Facebook, Huawei, ZTE — the drunken dance

American and Chinese tech industries and their regulators are like a bipolar couple doing a drunken dance where they alternately kiss and try to throttle each other. Today’s dysfunctional behavior includes the latest Facebook scandal:
Facebook signed agreements that “gave private access to some user data to Huawei, a telecommunications equipment company that has been flagged by American intelligence officials as a national security threat, as well as to Lenovo, Oppo and TCL,” reports the New York Times (paywall).
- The four deals are still in effect, but Facebook officials “said in an interview that the company would wind down the Huawei deal by the end of the week.”
- “Huawei said Wednesday it has never collected or stored Facebook user data,” according to the Associated Press.
An update on ZTE, from the front lines of the ever-impending trade war: The company has “signed an agreement in principle that would lift a U.S. Commerce Department ban on buying from U.S. suppliers, allowing China’s No. 2 telecommunications equipment maker to get back into business,” Reuters reports.
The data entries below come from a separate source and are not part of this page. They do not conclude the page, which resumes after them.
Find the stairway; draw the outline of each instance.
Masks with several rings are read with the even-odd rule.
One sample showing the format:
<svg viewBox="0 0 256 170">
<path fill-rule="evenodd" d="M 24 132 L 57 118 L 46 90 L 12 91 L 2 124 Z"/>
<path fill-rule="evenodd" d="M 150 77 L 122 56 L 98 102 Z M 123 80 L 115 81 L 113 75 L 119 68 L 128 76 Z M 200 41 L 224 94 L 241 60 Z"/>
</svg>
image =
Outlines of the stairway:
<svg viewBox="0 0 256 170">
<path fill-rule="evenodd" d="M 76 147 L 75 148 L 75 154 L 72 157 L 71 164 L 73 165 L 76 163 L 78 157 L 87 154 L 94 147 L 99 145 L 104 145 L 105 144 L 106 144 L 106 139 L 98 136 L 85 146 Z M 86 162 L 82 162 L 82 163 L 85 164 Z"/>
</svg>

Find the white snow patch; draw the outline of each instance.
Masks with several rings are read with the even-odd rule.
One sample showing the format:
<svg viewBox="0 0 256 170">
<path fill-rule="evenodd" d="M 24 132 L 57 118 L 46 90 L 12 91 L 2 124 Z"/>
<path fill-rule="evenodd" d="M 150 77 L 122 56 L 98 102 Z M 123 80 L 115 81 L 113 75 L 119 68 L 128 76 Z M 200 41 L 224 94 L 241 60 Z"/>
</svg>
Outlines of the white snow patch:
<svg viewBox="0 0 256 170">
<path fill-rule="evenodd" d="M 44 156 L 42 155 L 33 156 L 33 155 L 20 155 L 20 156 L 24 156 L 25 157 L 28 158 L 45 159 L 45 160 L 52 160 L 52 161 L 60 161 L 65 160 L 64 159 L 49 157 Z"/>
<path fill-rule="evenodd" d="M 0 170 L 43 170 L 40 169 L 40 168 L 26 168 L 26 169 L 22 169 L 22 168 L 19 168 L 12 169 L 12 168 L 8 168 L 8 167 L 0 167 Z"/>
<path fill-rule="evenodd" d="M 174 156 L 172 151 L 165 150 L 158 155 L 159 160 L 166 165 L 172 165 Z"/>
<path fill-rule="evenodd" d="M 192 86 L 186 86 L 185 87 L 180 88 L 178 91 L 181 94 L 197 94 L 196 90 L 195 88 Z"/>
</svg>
- ZTE would pay a $1 billion fine, “plus $400 million in escrow to cover any future violations.” The company was found in April to have conspired to avoid sanctions on Iran, endangering U.S. national security.
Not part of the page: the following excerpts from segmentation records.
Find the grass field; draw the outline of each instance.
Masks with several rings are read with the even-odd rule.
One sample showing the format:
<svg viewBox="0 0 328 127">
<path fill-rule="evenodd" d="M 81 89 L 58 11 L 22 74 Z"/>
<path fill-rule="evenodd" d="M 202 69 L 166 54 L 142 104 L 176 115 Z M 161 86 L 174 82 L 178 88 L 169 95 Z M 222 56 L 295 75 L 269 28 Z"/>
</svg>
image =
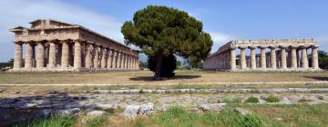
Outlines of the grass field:
<svg viewBox="0 0 328 127">
<path fill-rule="evenodd" d="M 251 114 L 241 115 L 232 110 L 241 107 L 251 111 Z M 116 113 L 90 117 L 86 115 L 56 116 L 37 122 L 32 122 L 30 126 L 138 126 L 138 127 L 317 127 L 328 126 L 327 105 L 231 105 L 220 113 L 214 112 L 193 112 L 180 107 L 172 107 L 168 111 L 150 117 L 138 116 L 128 119 Z"/>
<path fill-rule="evenodd" d="M 152 81 L 149 71 L 95 73 L 0 73 L 0 84 L 125 84 L 328 81 L 328 73 L 176 72 L 172 79 Z"/>
</svg>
- The company has already “sent out reprimand letters to 35 current and former employees involved in illegal sales to Iran and is seeking to claw back bonuses from those who have left the company,” according to the South China Morning Post, which has previously reported that ZTE “sidelined at least three senior executives” in recent days in an effort to placate American worries.
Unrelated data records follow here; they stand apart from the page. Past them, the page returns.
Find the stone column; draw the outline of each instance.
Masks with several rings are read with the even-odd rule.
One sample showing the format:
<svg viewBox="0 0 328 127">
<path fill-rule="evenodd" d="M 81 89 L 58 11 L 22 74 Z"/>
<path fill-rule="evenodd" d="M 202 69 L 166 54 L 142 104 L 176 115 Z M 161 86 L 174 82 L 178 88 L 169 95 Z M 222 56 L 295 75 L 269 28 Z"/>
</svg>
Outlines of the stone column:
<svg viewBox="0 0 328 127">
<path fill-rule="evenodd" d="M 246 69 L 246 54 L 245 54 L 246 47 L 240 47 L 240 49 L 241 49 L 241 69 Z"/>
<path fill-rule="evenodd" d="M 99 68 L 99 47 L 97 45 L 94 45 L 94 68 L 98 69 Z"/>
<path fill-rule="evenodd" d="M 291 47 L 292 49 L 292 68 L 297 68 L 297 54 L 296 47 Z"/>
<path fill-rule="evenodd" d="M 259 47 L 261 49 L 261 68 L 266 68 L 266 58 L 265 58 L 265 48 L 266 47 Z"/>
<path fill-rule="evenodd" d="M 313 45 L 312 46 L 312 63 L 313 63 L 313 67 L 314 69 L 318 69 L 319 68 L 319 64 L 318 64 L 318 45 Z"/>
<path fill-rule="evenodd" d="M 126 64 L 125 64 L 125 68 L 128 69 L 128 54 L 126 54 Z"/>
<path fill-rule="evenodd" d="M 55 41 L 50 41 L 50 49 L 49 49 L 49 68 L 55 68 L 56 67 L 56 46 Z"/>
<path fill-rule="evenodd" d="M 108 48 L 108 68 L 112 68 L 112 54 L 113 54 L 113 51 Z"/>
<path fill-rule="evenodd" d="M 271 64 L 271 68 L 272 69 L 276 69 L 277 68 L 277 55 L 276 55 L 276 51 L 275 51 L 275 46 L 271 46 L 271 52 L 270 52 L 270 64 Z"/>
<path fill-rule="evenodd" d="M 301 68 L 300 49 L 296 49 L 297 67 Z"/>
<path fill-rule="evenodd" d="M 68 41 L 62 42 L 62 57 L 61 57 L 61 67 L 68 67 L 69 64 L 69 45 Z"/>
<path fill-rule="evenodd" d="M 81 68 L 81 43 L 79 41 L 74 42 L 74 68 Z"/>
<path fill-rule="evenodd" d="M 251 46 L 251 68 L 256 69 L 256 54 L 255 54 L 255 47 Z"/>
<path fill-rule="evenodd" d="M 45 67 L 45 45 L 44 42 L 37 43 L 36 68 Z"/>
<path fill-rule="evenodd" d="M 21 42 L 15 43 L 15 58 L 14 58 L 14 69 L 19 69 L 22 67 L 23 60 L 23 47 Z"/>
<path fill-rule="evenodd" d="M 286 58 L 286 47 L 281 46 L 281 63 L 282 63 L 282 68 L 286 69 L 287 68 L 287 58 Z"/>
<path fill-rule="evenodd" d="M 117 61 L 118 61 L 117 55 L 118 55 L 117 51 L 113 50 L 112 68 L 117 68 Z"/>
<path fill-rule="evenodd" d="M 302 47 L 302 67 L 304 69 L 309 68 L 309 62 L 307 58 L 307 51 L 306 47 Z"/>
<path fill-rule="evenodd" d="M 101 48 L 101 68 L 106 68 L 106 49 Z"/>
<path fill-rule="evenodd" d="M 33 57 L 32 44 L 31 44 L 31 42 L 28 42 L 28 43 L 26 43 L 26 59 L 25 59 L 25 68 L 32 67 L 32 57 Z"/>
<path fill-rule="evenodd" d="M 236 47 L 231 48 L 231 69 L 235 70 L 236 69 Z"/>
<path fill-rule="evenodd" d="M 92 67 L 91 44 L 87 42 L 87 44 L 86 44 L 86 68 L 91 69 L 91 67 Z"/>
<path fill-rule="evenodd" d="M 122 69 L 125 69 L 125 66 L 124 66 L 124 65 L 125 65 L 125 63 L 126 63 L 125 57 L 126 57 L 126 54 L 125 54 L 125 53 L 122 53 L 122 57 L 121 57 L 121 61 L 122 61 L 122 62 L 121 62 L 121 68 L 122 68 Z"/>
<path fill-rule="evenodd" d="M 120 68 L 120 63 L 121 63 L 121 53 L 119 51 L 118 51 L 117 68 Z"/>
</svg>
- That isn’t working, at least not on Capitol Hill. Republican senator Marco Rubio sent out two tweets (1, 2) blasting the Department of Commerce for apparently treating the executive reshuffling as an acceptable compromise. Democratic senator Chuck Schumer, meanwhile, told Reuters, “The president who roared like a lion is governing like a lamb when it comes to China.”
In other U.S.-China trade war news related to technology:
- It’s a tech war, not a trade war: “This is not a trade conflict but rather a competition and comparison of technology,” Foxconn CEO Terry Gou said on Wednesday, AP reports. Also relevant to this point is a Marketplace report on “China’s quiet hunt to hire top U.S. researchers.”
- U.S. Treasury Secretary Steven Mnuchin favors legislation, rather than the executive action that Trump almost definitely prefers, to limit Chinese investment in sensitive American technologies, Bloomberg reports (paywall). Perhaps we will soon hear reports of another shouting match between Mnuchin and more hardline members of the administration.
- Fighting state subsidies with state subsidies: “American tech companies are starting to urge their government to take a leaf out of the Chinese book, and steer the industry over the long run,” also according to Bloomberg (paywall), primarily citing an editorial from Intel published last month that urged, “The U.S. needs a national strategy on artificial intelligence.”
News from other fronts on the trade war:
- China offered to buy “nearly $70 billion of U.S. farm, manufacturing and energy products” in exchange for the cancellation of major U.S. tariffs planned for later this month, the Wall Street Journal reports (paywall).
- U.S. officials are skeptical of the deal, which was proposed by Chinese economic envoy Liu He 刘鹤 to the American commerce secretary Wilbur Ross during his visit to Beijing over the weekend. The Journal says that “they argue that Chinese energy purchases would largely divert U.S. sales to other nations and have no overall impact on the U.S. trade deficit,” and that “they also aren’t sure that the U.S. could ramp up agriculture production that quickly.”